Separately, the Ministry of Health has also initiated discussions with HCA Hospice care, Singapore’s largest palliative care provider, to improve the support system for family and caregivers of those who have passed on, reported The Straits Times in 2017.

Organisations such as the Institute of Mental Health and Agency for Integrated Care have also set up a variety of channels like live chats on their website, email, social media and hotlines to enable grieving Singaporeans to reach out to them. Individuals can seek professional help in times of grieving through these hotlines.

For instance, Hotline 800 is dedicated to the Mandarin speaking community, while the AMP Hotline caters to grieving Malay and Muslim families and the Singapore Indian Development Association (SINDA) helps Indian families in need of assistance or counselling.

But these channels are not always successful in helping the bereaved.

In 2016, the National Council of Social Service (NCSS) spoke to some 35 widows who were mostly over the age of 50 to find out their needs. The widows said they found it difficult to share their grief with family and friends, whom they felt were not understanding and empathising with them enough, according to The Straits Times in 2017.

The plight of these widows highlighted the lack of support programmes for grieving individuals in Singapore.

“Grieving and bereavement are often seen as private issues. Furthemore, death and dying tends to be taboo in our culture,” said NCSS deputy chief executive Tina Hung.

“Seniors in their grief journey often experience uncertainty, regret and pain, and they may be unable to find closure without external help,” she added.


Improving the way we manage grief

The scope of existing programmes needs to be broadened to reach more people, as this would result in a better support system for the bereaved in Singapore.

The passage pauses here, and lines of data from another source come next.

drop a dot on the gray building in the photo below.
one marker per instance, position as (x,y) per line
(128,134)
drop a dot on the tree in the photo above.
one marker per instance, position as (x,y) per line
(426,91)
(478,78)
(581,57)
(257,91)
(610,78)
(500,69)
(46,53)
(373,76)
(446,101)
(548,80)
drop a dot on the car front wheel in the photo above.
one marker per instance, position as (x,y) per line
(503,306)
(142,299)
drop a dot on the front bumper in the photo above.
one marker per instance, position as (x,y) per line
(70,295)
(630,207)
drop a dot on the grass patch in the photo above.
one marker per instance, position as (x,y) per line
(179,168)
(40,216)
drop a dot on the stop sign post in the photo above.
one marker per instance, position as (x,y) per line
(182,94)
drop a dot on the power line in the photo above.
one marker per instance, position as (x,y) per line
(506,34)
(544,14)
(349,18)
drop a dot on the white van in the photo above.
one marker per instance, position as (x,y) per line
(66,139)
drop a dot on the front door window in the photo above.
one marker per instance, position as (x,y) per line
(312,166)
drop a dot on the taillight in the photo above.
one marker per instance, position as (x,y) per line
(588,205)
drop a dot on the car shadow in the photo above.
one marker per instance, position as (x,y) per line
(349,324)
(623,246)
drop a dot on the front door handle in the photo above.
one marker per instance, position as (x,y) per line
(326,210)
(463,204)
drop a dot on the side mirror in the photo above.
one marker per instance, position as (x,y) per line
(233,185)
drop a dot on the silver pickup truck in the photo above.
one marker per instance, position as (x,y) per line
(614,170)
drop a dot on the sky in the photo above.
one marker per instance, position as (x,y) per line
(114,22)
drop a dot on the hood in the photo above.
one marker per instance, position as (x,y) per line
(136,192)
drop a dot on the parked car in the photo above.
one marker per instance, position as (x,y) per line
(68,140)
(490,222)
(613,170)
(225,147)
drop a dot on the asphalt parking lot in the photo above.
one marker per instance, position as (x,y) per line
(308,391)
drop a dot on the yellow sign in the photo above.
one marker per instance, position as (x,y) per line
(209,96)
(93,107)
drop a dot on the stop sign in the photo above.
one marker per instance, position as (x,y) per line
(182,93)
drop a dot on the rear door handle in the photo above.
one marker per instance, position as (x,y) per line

Firstly, the government could establish a more accessible system which allows grieving individuals to share their experiences through applications on their mobile phones, instead of through a hotline. The mobile applications can offer functions such as virtual hugs, live chats with professional counsellors, and forums where grieving individuals can empathise with one another.

For example, American mobile application My Grief Angels allows its users to be there for one another during difficult times. Such an application can be tailored to Singapore’s context to cater to the needs of grieving individuals here.

In addition, there needs to be a comprehensive guideline for those offering a listening ear on how to properly support a grieving individual. These guidelines can be taught in schools and through a nationwide campaign. Singaporeans need to be exposed to taboo topics such as death, with teachers and professionals facilitating these conversations.

Pets are a good start. We can encourage individuals to express their thoughts about their pet’s death, if they had one. This strategy is especially suitable for children, who might not fully understand what death is about. If we are able to cope well with the death of a pet, whom we see every day and interact with often, chances are we'll be able to manage the death of a loved one much better.

It is also important for us to have open conversations about the death of a loved one, instead of avoiding the subject. We can also help the bereaved by asking them simple, non-intrusive questions such as “Do you feel like talking?” and “How are you coping?” to let them know we are there for them.

The grieving process is different for every individual, and can be a sensitive topic. Well-planned and thoughtfully designed programmes to comfort the bereaved can help them suffer less emotional stress during a difficult time.

While death is inevitable, we can do more to create a better environment and support network for people who are grieving.